I suppose the most surprising thing about working for a magazine is the budgets! There’s none or very little, at least for a contributing illustrator. I understand that there’s limited budgets for everyone who contributes, but it was a surprise and a shock when I started working with magazines. At the same time, you’re given more creative freedom there.
What kind of parameters are you normally given on a commissioned project?
It really depends on the client. They give you some parameters, I interpret it, and we go from there. Once I’ve worked with a client a few times, they trust me and give me more freedom, which is always great. Sometimes they know exactly what they want and I have no leeway, which makes it difficult. But generally, I’m given an idea and I just go with it.
Your illustrations seem labor intensive. What has been the most consuming project?
There was a 25 illustration series for TSUM, the luxury department store in Moscow. It was a bit too much. It took forever and by the end of it, I wanted to pull my fingernails out. I didn’t.
As intricate as your illustrations are, it’s so much about how much you don’t show. You use a lot of negative space and details are left out. How do you balance that in your work?
That’s a balance that can get tricky. I know from experience when I had gone too far and when I didn’t go far enough. I usually step away from a work in progress to get proper perspective and with that, I know when it feels finished. Leaving something to the imagination is important.
You seldom use color, but they are vibrant and in-your-face when you do. How do you decide when to play that card?
Years ago, my work was just black and white. It’s when clients started asking for some color that I began using it. I’ve been adding more color since then and I’ve been really feeling it lately. I guess you could say that I’m having a colorful period in my work.
What has been inspiring you these days? I’ll leave that question very broad.

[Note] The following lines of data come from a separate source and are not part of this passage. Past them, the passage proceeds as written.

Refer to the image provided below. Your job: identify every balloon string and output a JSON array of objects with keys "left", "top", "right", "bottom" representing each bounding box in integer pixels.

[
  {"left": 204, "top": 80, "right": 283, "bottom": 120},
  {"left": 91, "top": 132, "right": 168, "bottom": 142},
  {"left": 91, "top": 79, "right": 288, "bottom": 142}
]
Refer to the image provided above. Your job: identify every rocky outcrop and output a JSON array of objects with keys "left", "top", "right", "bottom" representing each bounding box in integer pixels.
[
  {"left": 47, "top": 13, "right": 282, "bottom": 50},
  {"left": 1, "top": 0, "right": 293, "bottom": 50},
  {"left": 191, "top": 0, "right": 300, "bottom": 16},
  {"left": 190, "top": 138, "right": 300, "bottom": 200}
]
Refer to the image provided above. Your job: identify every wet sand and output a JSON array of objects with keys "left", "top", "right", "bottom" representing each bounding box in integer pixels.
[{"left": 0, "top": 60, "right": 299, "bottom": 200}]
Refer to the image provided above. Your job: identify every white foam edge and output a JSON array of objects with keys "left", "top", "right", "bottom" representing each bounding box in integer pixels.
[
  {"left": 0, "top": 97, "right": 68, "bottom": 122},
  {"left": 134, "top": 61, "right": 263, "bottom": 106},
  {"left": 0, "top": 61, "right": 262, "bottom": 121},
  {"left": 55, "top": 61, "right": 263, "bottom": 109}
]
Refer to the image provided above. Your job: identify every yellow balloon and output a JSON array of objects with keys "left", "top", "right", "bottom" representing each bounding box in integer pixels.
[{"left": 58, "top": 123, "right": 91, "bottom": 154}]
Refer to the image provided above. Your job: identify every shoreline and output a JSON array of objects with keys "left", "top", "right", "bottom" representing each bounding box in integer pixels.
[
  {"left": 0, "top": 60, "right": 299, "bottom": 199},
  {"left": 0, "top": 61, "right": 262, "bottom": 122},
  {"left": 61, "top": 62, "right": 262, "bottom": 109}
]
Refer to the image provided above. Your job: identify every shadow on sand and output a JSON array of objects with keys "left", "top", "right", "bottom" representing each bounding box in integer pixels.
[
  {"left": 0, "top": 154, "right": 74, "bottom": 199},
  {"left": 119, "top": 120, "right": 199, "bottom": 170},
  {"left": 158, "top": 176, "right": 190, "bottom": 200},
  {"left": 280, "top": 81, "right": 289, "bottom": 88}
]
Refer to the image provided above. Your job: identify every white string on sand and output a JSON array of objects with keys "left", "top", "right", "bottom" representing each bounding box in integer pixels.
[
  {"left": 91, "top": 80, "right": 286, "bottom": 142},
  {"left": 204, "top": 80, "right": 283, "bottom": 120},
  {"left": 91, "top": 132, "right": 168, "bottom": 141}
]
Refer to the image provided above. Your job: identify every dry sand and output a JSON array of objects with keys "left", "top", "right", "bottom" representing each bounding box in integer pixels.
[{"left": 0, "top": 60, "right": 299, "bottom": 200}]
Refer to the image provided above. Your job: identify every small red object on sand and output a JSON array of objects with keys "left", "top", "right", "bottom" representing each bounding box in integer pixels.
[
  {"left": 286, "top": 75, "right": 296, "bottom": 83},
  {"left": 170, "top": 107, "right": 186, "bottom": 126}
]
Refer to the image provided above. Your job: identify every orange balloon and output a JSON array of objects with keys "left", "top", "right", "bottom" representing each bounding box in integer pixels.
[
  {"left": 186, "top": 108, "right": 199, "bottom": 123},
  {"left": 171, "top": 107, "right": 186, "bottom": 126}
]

What inspires me now is a lot of what has been inspiring me for a while like fashion, fashion photography and everything in between, even castings and catwalks. I love looking at books on botany, crystals and contemporary art. Also, seeing art at galleries and museums supply a lot. There’s an overall source of information that comes from my relationships with friends and life that goes on around me. It’s a general mood that translates into my work when looking back at it.
Who are some of your favorite artists at the moment, be it illustrators, filmmakers, musicians and/or designers?
I have a bunch so I’ll name a few that pops to mind: Inez & Vinoodh, Rainer Werner Fassbinder, Friedrich Kunath, Nan Goldin, Nicolas Ghesquière, M/M, Mel Odom, Pierre Huyghe, Wolfgang Tillmans, Julio Iglesias, Collier Schor, Philip Glass, John Cassavetes, Hedi Slimane and Mike Kelley.
What are you working on now?
I’ve been doing a series of portraits for V magazine and I’m collaborating on Julia Restoin Roitfeld’s site, Rommy and the Bunnies. There’s always something interesting to work on and I hope the future brings a lot more. Recently, after years of not working with oil paints, I’ve picked them up again, which should be entertaining.
Let’s say you go to see a fortuneteller who comes highly recommended and supposedly has a 99% accuracy rate. What’s the best and the worst thing this person could tell you?
Knowing the future is probably the worst thing to revel in. The best thing would be if the fortuneteller didn’t revealing anything.